CDSBEO enrolment expected to increase

By Phillip Blancher, Local Journalism Initiative Reporter
CDSBEO enrolment expected to increase
Catholic District School Board of Eastern Ontario sign.

KEMPTVILLE, Ontario – Eastern Ontario’s largest English-Catholic school board outside of Ottawa is projecting an enrolment increase for the next school year.

The Catholic District School Board of Eastern Ontario is projecting that it will have nearly 200 new students for the 2021-22 school year. A majority of that increase will be secondary students moving into that school system from other boards. “We are projecting an enrolment increase of  approximately 190 full-time equivelent [students] for 2021-22,” associate director Bonnie Norton explained to trustees at their May 18th regular meeting. Norton added that the board expects about 70 elementary students in that increase. Students in Ontario do not have to be of the Catholic faith to attend a publicly-funded Catholic secondary school.

She added that outside of the pandemic, the board would normally see an increase in junior and senior kindergarten enrolment the closer it is to the start of the school year.

The board is planning for in-person learning this fall, but will remain with the quadmester system at the secondary school level, at least for the first half of the school year. Increased financial supports from the province has meant that the COVID-19 pandemic has not negatively affected the overall budget of the CDSBEO.

Heading into the budget process for the 2021-22 school year, CDSBEO administration expects the board will have a surplus for the current school year.

Stay-at-Home orders, and use of unqualified staff filling in for teachers due to a shortage of supply teachers accounts for a 5.2 per cent reduction in spending on instruction so far this year. There is also an increase in the board’s list of unfilled teaching positions.

Manager of Finance Ashley Hutchinson told the board during her financial update that there were additional savings due to decreased travel, professional development costs, transportation savings, and snow removal.

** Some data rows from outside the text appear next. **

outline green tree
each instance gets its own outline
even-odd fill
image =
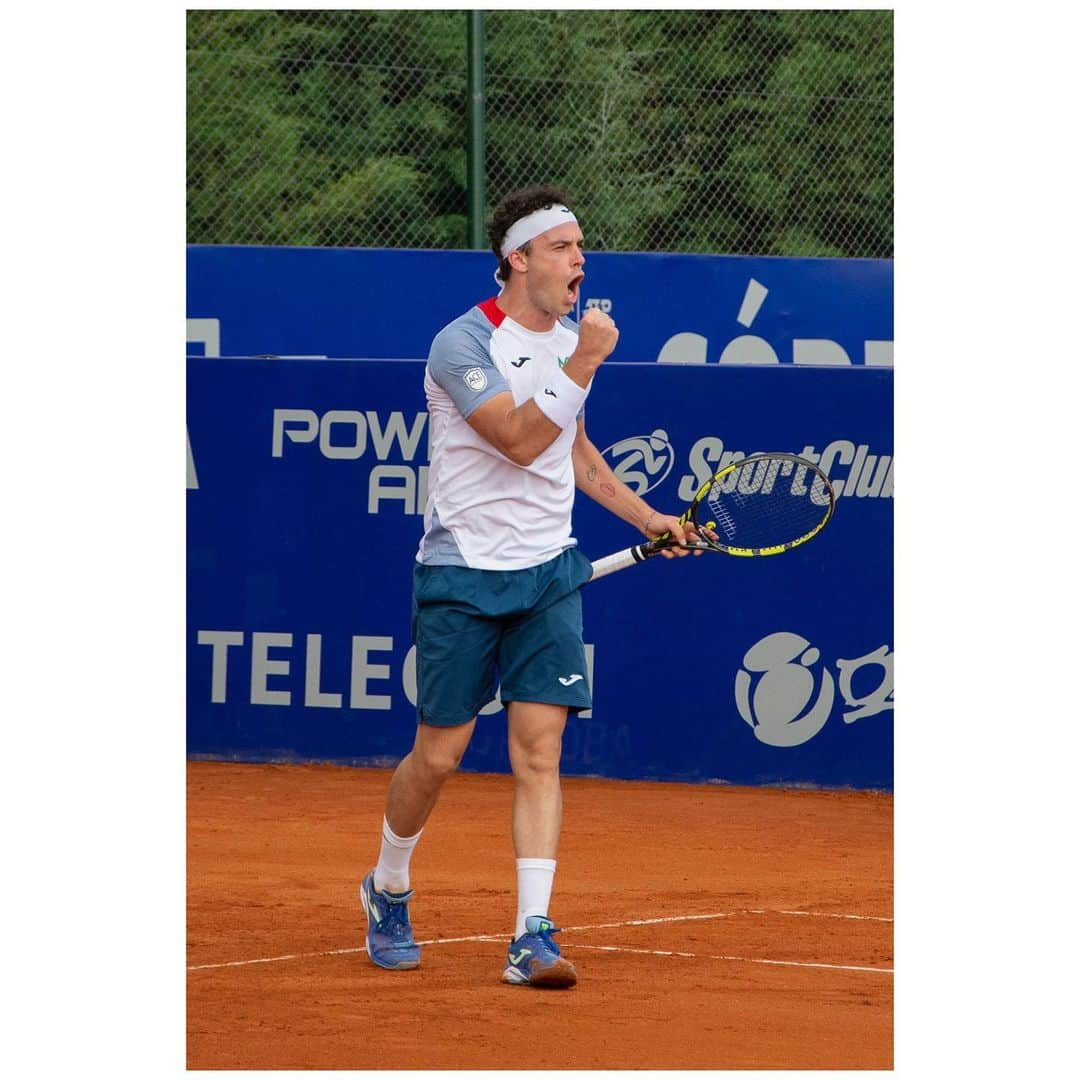
[[[590,247],[892,254],[889,11],[492,11],[487,186]],[[190,11],[193,242],[464,247],[465,13]]]

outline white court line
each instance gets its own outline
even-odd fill
[[[837,915],[829,911],[769,911],[766,908],[742,908],[738,911],[714,911],[708,915],[665,915],[656,919],[626,919],[623,922],[593,923],[591,926],[564,926],[571,930],[610,930],[623,926],[653,926],[656,923],[691,922],[695,919],[730,919],[735,915],[803,915],[818,919],[857,919],[867,922],[892,922],[884,915]]]
[[[860,921],[892,922],[891,918],[881,915],[837,915],[828,911],[769,911],[765,908],[745,908],[739,911],[714,911],[708,915],[664,915],[654,919],[626,919],[623,922],[593,923],[589,926],[564,926],[566,933],[581,930],[618,930],[624,926],[653,926],[657,923],[694,922],[701,919],[729,919],[735,915],[801,915],[823,919],[857,919]],[[429,938],[427,941],[418,941],[417,945],[455,945],[467,941],[505,941],[506,934],[473,934],[470,937],[459,938]],[[567,943],[569,944],[569,942]],[[600,946],[577,945],[575,948],[600,948]],[[607,948],[614,948],[608,946]],[[650,950],[624,949],[624,952],[650,952]],[[289,953],[285,956],[263,956],[256,960],[229,960],[221,964],[189,964],[188,971],[208,971],[214,968],[248,967],[251,964],[276,964],[284,960],[317,960],[323,956],[348,956],[352,953],[366,953],[367,948],[360,946],[354,949],[328,949],[325,952],[314,953]],[[694,956],[693,953],[666,953],[655,952],[656,956]],[[713,960],[738,960],[740,957],[717,956],[707,957]],[[783,964],[783,960],[748,960],[747,963],[755,964]],[[829,964],[804,964],[803,967],[830,967]],[[891,971],[891,968],[853,968],[855,971]]]
[[[247,967],[249,964],[276,964],[279,960],[310,960],[318,956],[344,956],[346,953],[367,952],[367,949],[331,949],[329,952],[288,953],[285,956],[261,956],[258,960],[229,960],[224,964],[188,964],[188,971],[208,968]]]
[[[758,912],[755,912],[758,914]],[[812,915],[818,919],[859,919],[863,922],[892,922],[888,915],[837,915],[832,911],[777,911],[777,915]]]
[[[462,941],[504,941],[505,934],[474,934],[472,937],[430,938],[417,945],[455,945]],[[315,960],[320,956],[348,956],[349,953],[366,953],[367,946],[356,949],[328,949],[326,952],[291,953],[288,956],[263,956],[258,960],[230,960],[225,964],[189,964],[188,971],[205,971],[207,968],[246,967],[248,964],[275,964],[279,960]]]
[[[581,945],[576,941],[563,943],[566,949],[592,949],[594,952],[640,953],[642,956],[684,956],[689,960],[733,960],[739,964],[772,964],[778,967],[828,968],[830,971],[875,971],[892,975],[892,968],[859,967],[856,964],[813,964],[804,960],[759,960],[751,956],[705,956],[701,953],[671,952],[667,949],[631,949],[624,945]]]

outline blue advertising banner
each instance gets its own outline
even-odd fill
[[[484,251],[188,248],[188,352],[426,359],[496,291]],[[613,361],[892,365],[889,259],[588,254],[579,311],[619,326]]]
[[[188,750],[385,764],[411,745],[423,363],[188,361]],[[652,560],[584,589],[594,705],[567,774],[891,789],[892,372],[605,364],[588,432],[677,512],[733,455],[819,460],[828,528],[786,555]],[[585,496],[590,558],[640,538]],[[485,708],[463,767],[507,771]]]

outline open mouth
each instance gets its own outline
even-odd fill
[[[581,283],[585,280],[584,274],[575,274],[566,285],[566,295],[570,298],[570,302],[577,303],[578,292],[581,289]]]

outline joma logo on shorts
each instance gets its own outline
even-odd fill
[[[561,682],[563,686],[573,686],[579,679],[584,678],[584,675],[578,675],[577,672],[574,672],[573,675],[560,675],[559,682]]]

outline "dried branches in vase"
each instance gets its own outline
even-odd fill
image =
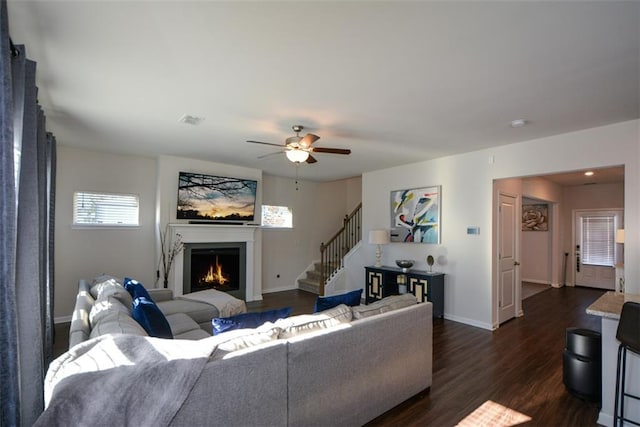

“To date, the CDSBEO has received more than $13.4M in COVID-19 related funding, and we expect to spend approximately $13.6M,” she said. “Since our last report in February, the Board has received an additional $4.36M for Capital COVID-19 Resilience Infrastructure Stream funding.”

A draft budget for next school year was to be presented at a June 1 meeting. That meeting has been rescheduled to June 8.

This article was originally written for and appeared in The Morrisburg Leader.